Published online by Cambridge University Press: 19 December 2024
ABSTRACT
The chapter is concerned with the 40-year crisis of organized labour in the advanced capitalist world since the end of the 1970s. While that crisis has had an uneven spatial spread and temporal evolution, the overall trajectory of organized labour has been, by all conventional measures, one of unrelenting secular decline. The chapter argues that labour strength and influence have been shaped by the underlying growth model and the extent to which unions and collective regulation contribute to or conflict with the dominant form of growth. As such, the collapse of Fordism and its replacement by a range of accumulation models not dependent upon wage-led growth have been central to the story of decline. The chapter also argues that foregrounding neoliberalism as a form of regulation of contemporary accumulation helps explain how and why labour movements have experienced such reversals and declines over the last four decades.
Keywords: Union decline; neoliberalism; challenges for unions
INTRODUCTION
Previous chapters have traced the rise of organized labour in both Western countries (Chapter 9) and state socialist ones (Chapter 10) to their highpoints in the 1970s. These highpoints were characterized by organizational strength, political influence and economic power.
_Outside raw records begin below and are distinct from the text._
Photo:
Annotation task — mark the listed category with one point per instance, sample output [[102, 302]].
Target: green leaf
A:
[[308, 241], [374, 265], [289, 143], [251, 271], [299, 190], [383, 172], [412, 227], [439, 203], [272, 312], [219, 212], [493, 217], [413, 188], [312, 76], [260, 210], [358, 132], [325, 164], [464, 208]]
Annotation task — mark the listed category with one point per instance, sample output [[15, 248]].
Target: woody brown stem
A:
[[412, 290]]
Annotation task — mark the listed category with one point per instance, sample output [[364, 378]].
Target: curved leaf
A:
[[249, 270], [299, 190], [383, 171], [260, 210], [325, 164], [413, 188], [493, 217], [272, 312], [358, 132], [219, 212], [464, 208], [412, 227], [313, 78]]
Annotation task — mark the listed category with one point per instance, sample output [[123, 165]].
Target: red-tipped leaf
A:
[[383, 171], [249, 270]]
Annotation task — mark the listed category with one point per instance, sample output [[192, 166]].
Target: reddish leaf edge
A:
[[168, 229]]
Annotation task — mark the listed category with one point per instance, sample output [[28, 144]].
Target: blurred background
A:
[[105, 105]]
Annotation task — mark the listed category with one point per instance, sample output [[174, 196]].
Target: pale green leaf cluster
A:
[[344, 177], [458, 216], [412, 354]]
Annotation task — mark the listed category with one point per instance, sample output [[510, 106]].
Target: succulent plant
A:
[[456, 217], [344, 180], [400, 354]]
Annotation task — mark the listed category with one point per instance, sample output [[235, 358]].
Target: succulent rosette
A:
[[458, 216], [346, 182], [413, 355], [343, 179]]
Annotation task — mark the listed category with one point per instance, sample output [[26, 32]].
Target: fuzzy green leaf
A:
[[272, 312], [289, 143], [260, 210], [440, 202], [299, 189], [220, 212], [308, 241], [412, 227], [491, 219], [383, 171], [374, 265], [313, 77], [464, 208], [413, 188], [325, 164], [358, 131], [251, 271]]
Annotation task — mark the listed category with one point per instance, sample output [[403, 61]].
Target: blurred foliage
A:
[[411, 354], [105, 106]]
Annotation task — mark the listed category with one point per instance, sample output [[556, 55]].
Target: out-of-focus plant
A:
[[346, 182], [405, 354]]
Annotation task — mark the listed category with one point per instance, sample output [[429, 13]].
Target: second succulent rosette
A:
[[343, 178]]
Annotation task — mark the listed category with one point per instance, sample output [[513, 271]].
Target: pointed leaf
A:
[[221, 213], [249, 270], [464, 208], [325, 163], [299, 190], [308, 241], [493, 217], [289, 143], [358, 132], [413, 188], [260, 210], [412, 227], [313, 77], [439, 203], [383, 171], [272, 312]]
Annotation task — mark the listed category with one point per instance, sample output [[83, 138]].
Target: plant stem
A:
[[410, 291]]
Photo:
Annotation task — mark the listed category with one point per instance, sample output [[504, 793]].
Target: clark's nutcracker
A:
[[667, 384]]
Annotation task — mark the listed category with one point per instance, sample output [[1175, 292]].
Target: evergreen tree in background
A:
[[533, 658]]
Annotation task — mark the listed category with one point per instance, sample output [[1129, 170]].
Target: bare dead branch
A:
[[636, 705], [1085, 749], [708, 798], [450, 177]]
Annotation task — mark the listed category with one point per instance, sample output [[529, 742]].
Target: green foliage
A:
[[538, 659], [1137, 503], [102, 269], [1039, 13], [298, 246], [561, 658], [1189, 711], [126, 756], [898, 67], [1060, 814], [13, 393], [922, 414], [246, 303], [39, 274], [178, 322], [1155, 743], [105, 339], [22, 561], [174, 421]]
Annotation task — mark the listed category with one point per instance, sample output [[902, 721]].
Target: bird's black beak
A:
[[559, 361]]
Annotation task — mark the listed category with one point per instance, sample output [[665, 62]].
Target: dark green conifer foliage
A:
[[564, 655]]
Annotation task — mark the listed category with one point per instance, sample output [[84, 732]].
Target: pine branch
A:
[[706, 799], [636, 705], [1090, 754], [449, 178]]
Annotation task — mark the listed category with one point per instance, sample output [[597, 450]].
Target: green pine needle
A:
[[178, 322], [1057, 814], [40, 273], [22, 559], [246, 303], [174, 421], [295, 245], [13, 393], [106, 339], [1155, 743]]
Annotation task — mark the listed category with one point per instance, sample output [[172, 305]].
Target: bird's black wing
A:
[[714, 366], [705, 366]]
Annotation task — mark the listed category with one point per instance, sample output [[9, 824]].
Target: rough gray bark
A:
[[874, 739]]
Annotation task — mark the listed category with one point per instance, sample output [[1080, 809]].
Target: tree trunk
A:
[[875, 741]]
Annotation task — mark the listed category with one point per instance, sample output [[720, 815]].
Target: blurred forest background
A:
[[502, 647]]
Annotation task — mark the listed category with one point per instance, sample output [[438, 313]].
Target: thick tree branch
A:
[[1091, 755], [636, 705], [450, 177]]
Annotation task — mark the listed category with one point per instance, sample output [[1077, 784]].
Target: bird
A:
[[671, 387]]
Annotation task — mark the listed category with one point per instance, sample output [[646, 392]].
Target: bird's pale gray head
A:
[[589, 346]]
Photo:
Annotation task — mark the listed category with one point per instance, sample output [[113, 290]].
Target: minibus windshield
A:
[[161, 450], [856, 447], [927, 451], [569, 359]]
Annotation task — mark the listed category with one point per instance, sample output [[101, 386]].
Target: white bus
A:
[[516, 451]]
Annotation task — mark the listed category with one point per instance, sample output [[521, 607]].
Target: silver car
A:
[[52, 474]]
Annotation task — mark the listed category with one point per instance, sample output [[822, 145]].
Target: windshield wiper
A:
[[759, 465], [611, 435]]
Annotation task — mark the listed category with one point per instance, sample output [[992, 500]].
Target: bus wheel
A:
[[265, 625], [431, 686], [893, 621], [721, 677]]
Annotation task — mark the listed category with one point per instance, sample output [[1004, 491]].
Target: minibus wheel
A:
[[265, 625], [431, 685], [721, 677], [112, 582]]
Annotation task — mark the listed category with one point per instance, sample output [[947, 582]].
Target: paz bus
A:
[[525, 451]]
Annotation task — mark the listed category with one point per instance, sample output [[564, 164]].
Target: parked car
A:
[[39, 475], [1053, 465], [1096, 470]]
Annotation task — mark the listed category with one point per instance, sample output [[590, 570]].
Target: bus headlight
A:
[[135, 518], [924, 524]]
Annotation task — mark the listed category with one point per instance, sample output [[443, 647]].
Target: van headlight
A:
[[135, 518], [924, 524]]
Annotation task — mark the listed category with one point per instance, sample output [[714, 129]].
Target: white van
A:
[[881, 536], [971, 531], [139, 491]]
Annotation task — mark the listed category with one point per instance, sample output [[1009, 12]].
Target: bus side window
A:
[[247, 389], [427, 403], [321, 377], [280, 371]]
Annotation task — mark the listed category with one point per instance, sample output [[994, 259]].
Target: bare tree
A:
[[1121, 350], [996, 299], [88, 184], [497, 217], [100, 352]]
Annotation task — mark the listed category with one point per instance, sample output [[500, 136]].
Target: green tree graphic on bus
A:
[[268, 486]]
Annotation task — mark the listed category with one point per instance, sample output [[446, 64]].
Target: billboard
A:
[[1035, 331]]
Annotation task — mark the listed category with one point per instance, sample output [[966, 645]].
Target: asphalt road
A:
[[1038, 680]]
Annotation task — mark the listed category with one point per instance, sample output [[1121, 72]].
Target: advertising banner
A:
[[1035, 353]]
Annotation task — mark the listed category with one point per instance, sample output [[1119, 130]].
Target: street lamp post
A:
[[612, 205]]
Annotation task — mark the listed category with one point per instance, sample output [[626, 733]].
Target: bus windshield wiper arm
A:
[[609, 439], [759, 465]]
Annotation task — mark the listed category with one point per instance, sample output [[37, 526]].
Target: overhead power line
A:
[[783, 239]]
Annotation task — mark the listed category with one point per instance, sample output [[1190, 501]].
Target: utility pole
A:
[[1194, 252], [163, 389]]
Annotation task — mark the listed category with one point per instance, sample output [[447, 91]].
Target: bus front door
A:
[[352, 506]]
Indeed, it is often forgotten that the 1970s was widely seen as a moment when the long postwar class compromise disintegrated, not because of the strength of capital, but rather that of labour (Crouch & Pizzorno 1978). By the end of the 1960s, in country after country, labour militancy reflected a growing self-confidence on the part of workers and a willingness to challenge the Fordist bargains of social democratic countries, the Keynesian-welfarist compromises of most capitalist democracies, the indicative planning model of developmental states and the forms of labour paternalism in state socialist countries. In many, if not most cases, this newfound militancy involved challenging union bureaucracies (see Chapter 15) themselves through unofficial or wildcat industrial action. The response of governments, particularly those on the left, was to move left to accommodate this challenge, through new rights to unions, an extension of co-determination, a further decommodification of the labour market, and experiments in fund socialism, worker self-management and industrial planning.